“El hombre libre no es aquel que piensa que todas las opiniones son igualmente verdaderas o falsas, pues eso no es libertad sino debilidad mental”. (G. K. Chesterton)
¡¡¡Buenos días!!!
Ayer, después de una estupenda mañana,
me pase la tarde leyendo e intentando aclararme un poco con todo lo que nos
está pasando a los españoles. Pensaba que hemos entregado una autorización para
que nos representen a unas personas, le hayamos votado o no, cuya misión es recoger
el acta de diputados o senadores, sentarse en el sillón de las cámaras donde ya
no son candidatos de unas siglas para ponerse al servicio de cada ciudadano.
Claro que esto es la teoría.
La realidad es que no son
independientes, no tienen libertad para votar según su conciencia, por lo que mi acto libre de colocar la papeleta en la urna ha perdido su finalidad; que
ese voto continue libre hasta la próxima votación. Da miedo y estupor, y algo
de desencanto haber dejado la papeleta en la urna.
Da tristeza ver un pleno en el Congreso
y no distinguir la libertad que deje en la urna, ver como la mayoría de los
congresistas no tienen otra atribución que calentar el asiento, aplaudir a su
jefe de grupo y pulsar el botón indicado.

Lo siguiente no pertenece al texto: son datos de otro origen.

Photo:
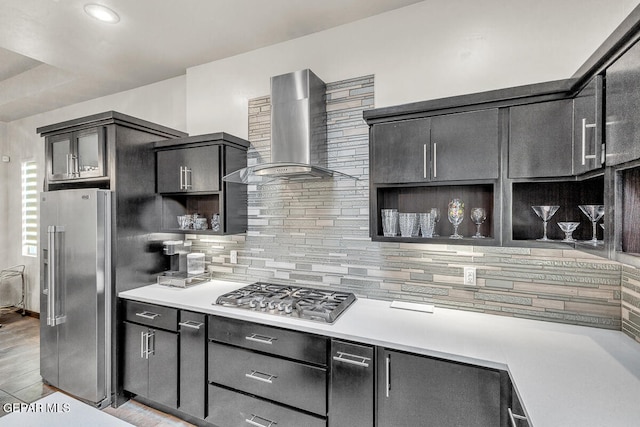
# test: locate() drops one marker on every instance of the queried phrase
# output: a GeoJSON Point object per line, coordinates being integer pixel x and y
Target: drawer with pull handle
{"type": "Point", "coordinates": [233, 409]}
{"type": "Point", "coordinates": [281, 342]}
{"type": "Point", "coordinates": [292, 383]}
{"type": "Point", "coordinates": [157, 316]}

Al final lo comprendo, puedo entender que para un militante de base al que le cae semejante trabajo, el interés nacional, el bienestar y la seguridad física y jurídica de los ciudadanos no debe importarle nada ante la amenazadora presencia del jefe. Si hay orden de votar “sí”, se vota “sí”. Si hay orden de votar “no”, se vota “no”. Si al día siguiente hay que renegar de lo que se apoyaba públicamente veinticuatro horas antes, se reniega con toda la tranquilidad del mundo. Ya se encargará el partido de pasarles unas fotocopias con un argumentario embaucador. Y si con esos papeles no consiguen salvar la cara, a ponerla dura.
Al fin y al cabo, se
les pide obedecer sin chistar, aplaudir como marionetas de feria cada
vez que ese jefe que se siente emperador enfatiza el discurso, manotea el
aire mientras exclama con voz pretendidamente dolorida, o compone un gesto de
sufrimiento ante todos aquellos a los que acusa de insultarle, de ser poco
demócratas y de seguir colgados en el fascismo.

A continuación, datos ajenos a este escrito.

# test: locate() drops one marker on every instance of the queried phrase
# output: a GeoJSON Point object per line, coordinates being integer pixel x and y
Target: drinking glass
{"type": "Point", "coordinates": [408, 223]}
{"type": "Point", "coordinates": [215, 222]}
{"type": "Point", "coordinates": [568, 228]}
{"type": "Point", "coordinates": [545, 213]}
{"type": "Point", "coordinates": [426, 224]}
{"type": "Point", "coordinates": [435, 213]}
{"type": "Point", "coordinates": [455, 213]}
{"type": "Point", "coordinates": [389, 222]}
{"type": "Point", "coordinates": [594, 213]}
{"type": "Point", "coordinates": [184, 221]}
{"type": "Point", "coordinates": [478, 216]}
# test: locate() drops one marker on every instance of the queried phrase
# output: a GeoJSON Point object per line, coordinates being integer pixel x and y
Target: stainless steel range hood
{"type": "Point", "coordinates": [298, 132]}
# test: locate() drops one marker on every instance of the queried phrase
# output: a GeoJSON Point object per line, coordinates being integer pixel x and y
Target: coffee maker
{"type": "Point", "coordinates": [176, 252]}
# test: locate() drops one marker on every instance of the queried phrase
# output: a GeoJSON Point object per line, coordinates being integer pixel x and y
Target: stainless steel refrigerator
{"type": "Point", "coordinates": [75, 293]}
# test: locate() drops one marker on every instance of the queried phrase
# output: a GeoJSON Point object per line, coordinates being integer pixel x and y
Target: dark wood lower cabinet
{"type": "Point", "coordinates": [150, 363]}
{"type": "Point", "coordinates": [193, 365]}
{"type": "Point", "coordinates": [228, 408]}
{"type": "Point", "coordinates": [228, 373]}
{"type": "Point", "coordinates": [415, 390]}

Si no fuera por el daño irreparable que
se está haciendo a nuestro país, del odio que se han encargado de levantar, de
su conciencia envenenada, de su obsesión por fiscalizarnos hasta
cuando dormimos, de sus habilidades para imponer lo que tenemos que pensar,
decir y obrar, de su nefasta habilidad para lavarse las manos ante el mal
cometido, de su retorcimiento de la verdad, de su falta de palabra, es
decir, si el resultado de semejante espectáculo no fuera desolador, podríamos
reírnos de este vodevil sobre la democracia.
No quiero ni pensar hasta dónde se puede
llegar en España con tal de seguir poniendo en riesgo nuestro presente y
nuestro futuro. Amparándose en un sistema que se adapta a la perfección al
capricho de cada César pasajero. Y no quiero ni pensar, ahora que nada pasa por
casualidad sino por unos intereses perfectamente enlazados hacia dónde nos dirigimos,
viendo en qué clase de fuerzas se apoya nuestro gobierno para mantener el anhelo
de hacer y deshacer la legalidad.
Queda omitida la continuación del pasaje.